Biopsychosocial Determinants Of Recovery In Chronic Disease Patients: A Cross-Sectional Study In A Tertiary Hospital In Riyadh
DOI:
https://doi.org/10.64252/k8mpt520Keywords:
Biopsychosocial model; chronic illness; recovery; depression; social support; nutrition; biomarkers; tertiary care; Saudi Arabia.Abstract
Background: Recovery from chronic illness is influenced by clinical indicators and the patients personal state. In Riyadhs largest tertiary hospital this study surveys how mood, social ties, diet, and blood markers shape healing among individuals with long-term diseases.

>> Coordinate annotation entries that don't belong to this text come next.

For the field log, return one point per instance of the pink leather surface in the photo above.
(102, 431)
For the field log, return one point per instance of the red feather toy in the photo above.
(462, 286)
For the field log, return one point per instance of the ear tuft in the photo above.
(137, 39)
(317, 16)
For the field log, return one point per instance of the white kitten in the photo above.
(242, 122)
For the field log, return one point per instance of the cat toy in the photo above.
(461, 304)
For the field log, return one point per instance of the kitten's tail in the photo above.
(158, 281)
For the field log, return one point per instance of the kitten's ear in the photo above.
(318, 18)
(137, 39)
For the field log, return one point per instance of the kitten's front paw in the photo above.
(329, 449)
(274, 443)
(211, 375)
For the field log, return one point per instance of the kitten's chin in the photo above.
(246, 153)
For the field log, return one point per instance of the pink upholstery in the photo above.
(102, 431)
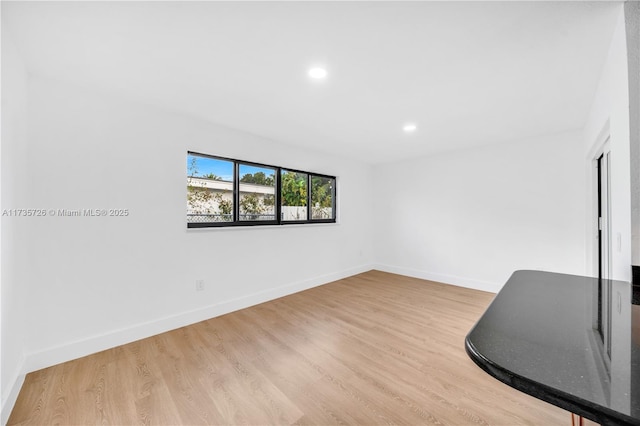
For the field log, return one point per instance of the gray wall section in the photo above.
(632, 23)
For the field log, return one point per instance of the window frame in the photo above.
(277, 199)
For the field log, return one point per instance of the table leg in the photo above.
(577, 420)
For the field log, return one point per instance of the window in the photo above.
(209, 190)
(227, 192)
(257, 193)
(323, 197)
(295, 187)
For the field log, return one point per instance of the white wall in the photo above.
(13, 249)
(473, 217)
(609, 116)
(101, 281)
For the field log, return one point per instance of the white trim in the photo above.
(442, 278)
(83, 347)
(10, 398)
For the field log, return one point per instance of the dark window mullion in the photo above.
(278, 200)
(236, 192)
(309, 197)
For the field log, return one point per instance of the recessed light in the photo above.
(318, 73)
(408, 128)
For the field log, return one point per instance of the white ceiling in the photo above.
(468, 73)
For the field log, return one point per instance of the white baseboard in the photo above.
(9, 398)
(71, 350)
(442, 278)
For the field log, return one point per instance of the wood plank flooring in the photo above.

Methods: Two hundred participants completed standard scales for depression (PHQ-9), anxiety (GAD-7), and resilience (CD-RISC), while trained staff recorded social support, nutrition (MNA), and key lab values (CRP, albumin, HbA1c). Overall recovery was rated with quality-of-life and daily-function measures. Multivariate regression pin-pointed the strongest predictors.
Results: Higher depression (β = -0.34, p < 0.001) and elevated CRP (β = -0.19, p = 0.012) slowed recovery. In contrast, stronger social support (β = 0.27, p = 0.001), better nutrition (β = 0.23, p = 0.009), and higher albumin (β = 0.25, p = 0.004) sped it up.
Conclusion: Each psychosocial and biochemic variable acted alongside routine clinical data, underscoring the biopsychosocial view. Care teams should routinely test mood, nutrition, and blood profiles so support and therapy can be tailored, ultimately lifting patient recovery rates.